Then, we heard the toilet. A solitary clunk, no gushing water, just a clunk.
I whispered who was going to investigate. My partner was nesh at the best of times and right now, even for me things were too creepy. So we didn’t.
The next thing we remember is waking up. It was 11 am and our alarm hadn’t gone off. We had overslept and both were more than 2 hours late for work.
We made a dash to the bathroom to shave and stuff, but we stopped in our tracks, right outside the bathroom.
The door. It was open.
It led directly into a brick wall, a black oily wall,
On the floor, neatly placed next to each other were twenty 7 inch nails, perfectly straight, clean and new.
The cone shaped door handle was pushed through the plaster of the adjoining wall. On the outer side of the door, a key remained in the lock.
A shiny brass key.
In the toilet, black oily water sat in the bowl, very similar to what lay in the bomb site out the back.
On the wash basin, stood upright next to the cold tap, was a small mirror, the same small mirror from the basement staircase wall. Laying in the wash basin was the round bar of soap. Covered in sand it looked like a stale doughnut.

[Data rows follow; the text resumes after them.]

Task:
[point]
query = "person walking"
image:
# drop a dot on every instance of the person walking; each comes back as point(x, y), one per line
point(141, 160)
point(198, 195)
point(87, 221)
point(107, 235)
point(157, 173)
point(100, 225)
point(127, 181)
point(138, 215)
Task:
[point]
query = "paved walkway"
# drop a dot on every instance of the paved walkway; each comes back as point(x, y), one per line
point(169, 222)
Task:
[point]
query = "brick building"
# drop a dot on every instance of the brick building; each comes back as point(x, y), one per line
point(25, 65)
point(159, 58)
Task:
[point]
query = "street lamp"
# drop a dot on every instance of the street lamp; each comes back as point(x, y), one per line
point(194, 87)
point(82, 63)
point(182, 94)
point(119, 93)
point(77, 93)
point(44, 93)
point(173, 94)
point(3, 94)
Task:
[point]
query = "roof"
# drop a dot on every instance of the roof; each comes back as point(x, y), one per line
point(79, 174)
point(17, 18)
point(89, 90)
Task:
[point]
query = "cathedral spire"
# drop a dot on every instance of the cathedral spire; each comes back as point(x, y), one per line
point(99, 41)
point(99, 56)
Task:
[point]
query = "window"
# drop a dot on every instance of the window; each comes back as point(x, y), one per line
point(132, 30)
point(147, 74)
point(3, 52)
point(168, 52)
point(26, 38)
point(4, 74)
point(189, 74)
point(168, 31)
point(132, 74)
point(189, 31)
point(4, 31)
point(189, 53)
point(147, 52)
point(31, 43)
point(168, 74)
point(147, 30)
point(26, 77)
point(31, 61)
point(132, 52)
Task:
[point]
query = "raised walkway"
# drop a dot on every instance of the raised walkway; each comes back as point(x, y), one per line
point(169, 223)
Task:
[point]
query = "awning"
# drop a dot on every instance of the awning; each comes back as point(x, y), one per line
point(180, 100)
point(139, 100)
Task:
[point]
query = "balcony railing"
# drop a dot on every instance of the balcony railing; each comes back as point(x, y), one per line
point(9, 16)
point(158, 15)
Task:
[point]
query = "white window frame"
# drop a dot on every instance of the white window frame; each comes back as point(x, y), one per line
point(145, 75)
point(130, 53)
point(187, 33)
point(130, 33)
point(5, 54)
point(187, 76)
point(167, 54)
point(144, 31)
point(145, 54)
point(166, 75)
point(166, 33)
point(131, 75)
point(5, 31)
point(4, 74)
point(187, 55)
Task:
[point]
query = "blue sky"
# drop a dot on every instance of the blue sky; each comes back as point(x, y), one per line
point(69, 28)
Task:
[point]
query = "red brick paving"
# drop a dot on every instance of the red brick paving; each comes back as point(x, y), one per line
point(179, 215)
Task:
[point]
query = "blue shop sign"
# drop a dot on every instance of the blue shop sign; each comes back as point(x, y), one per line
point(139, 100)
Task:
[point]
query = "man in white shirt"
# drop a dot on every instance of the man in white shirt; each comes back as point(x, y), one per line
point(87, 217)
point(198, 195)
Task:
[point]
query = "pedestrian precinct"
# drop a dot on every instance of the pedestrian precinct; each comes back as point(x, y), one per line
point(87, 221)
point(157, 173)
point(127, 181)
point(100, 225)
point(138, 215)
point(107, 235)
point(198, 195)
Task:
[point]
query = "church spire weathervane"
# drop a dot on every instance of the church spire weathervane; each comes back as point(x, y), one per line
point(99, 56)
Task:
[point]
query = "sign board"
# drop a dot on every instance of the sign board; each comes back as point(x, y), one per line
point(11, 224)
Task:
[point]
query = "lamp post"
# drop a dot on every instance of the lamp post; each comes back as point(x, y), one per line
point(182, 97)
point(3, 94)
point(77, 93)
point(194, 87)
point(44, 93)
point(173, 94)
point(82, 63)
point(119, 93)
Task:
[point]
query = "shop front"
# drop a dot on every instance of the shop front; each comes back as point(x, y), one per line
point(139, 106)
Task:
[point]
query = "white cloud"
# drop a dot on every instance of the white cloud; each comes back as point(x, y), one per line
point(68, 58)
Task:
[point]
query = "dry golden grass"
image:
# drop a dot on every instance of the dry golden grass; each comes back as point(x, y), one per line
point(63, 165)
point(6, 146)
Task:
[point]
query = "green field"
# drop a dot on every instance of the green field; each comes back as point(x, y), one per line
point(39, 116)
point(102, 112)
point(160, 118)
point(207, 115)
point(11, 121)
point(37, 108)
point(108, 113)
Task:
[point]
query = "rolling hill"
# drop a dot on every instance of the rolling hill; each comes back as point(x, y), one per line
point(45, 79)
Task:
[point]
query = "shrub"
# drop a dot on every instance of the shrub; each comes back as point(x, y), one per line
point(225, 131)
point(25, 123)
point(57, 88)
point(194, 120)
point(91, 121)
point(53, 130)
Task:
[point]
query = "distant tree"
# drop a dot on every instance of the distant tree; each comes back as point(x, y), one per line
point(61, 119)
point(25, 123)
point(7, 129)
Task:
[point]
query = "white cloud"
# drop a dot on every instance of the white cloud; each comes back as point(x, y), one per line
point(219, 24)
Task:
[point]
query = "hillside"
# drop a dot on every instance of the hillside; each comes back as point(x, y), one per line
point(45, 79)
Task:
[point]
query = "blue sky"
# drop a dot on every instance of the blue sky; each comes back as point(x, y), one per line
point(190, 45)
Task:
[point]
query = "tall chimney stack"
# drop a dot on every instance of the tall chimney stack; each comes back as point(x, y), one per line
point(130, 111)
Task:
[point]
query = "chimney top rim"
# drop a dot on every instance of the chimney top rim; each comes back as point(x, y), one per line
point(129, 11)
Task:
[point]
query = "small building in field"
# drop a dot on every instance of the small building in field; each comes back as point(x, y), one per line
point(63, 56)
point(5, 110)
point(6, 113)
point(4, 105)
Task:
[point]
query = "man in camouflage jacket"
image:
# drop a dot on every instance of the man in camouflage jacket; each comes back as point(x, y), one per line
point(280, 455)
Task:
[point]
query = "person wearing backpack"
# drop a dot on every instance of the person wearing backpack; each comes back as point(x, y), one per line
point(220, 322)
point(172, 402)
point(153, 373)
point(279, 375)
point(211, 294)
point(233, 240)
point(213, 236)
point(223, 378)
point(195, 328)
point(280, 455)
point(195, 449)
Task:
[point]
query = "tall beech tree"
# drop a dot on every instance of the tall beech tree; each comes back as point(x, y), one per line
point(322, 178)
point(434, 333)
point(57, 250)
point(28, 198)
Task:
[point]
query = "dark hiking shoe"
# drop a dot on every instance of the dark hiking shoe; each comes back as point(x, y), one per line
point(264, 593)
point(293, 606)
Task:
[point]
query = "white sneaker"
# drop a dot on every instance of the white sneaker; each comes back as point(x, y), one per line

Curled like a snake on the bathroom floor was a tattered blue rope, exactly 6-foot long. Hanging from the end of it was a huge rusty hook, one of the two hooks that had hung from the basement ceiling.
We were trembling trying to take all this in. But then noticed something much scarier.

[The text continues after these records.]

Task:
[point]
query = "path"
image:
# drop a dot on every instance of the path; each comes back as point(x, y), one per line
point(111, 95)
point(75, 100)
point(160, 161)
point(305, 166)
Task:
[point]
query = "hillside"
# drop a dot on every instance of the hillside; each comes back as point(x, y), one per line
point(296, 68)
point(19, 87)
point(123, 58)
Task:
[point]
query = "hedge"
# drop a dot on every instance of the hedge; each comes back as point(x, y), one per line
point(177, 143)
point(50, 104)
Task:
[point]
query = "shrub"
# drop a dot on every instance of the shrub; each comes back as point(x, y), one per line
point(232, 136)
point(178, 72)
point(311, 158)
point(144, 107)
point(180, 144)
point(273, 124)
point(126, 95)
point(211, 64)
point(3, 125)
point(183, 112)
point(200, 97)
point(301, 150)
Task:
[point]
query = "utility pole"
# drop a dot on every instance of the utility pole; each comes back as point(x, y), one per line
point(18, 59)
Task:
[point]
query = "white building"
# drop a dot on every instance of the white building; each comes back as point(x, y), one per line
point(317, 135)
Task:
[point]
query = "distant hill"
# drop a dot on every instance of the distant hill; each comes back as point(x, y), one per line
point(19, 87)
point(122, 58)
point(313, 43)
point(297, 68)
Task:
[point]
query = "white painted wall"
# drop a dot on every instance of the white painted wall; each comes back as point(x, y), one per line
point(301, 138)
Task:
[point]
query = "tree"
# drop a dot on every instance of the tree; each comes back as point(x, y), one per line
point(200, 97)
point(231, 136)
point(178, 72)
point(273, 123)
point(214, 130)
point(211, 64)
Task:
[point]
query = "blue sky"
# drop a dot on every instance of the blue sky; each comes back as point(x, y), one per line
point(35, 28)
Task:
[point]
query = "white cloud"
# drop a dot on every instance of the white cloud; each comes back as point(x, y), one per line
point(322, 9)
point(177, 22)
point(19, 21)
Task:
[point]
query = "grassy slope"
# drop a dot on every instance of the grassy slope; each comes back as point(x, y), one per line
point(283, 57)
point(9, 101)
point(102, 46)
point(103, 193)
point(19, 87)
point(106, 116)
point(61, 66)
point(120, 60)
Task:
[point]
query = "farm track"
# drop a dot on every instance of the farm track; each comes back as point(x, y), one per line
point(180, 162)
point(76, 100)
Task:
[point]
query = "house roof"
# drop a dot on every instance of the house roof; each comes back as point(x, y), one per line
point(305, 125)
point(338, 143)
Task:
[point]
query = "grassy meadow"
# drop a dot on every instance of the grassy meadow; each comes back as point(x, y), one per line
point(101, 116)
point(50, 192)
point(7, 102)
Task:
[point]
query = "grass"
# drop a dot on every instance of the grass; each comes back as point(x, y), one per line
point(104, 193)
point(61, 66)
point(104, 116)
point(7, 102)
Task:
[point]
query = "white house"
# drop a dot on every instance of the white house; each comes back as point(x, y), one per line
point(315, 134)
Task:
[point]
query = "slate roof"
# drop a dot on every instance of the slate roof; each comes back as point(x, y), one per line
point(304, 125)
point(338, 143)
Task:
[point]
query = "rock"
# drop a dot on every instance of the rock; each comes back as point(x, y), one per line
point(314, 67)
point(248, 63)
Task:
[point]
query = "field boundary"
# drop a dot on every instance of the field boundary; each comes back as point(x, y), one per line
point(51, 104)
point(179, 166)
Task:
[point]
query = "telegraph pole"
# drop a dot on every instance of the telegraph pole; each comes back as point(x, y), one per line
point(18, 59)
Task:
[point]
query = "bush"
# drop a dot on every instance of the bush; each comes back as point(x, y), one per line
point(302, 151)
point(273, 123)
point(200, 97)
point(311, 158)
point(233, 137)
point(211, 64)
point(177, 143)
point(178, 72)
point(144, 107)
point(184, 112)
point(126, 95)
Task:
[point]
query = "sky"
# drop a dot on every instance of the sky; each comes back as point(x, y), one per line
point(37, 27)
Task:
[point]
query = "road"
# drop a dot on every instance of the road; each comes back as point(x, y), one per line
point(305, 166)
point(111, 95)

Six feet away from the bathroom door, leading up the narrow corridor to the kitchen, was one solitary human footprint. Just one, large, black and oily footprint.
We gave work a miss and the same day we moved out into a hotel. We telephoned the agent, told him everything and he agreed to investigate.
When he came back to us, he was somewhat abrupt and talked about with holding our deposit. He claimed the property was as we left it, but he couldn’t find the door or any of the scary stuff we had seen. We repeated everything we had witnessed, including the sad old man next door.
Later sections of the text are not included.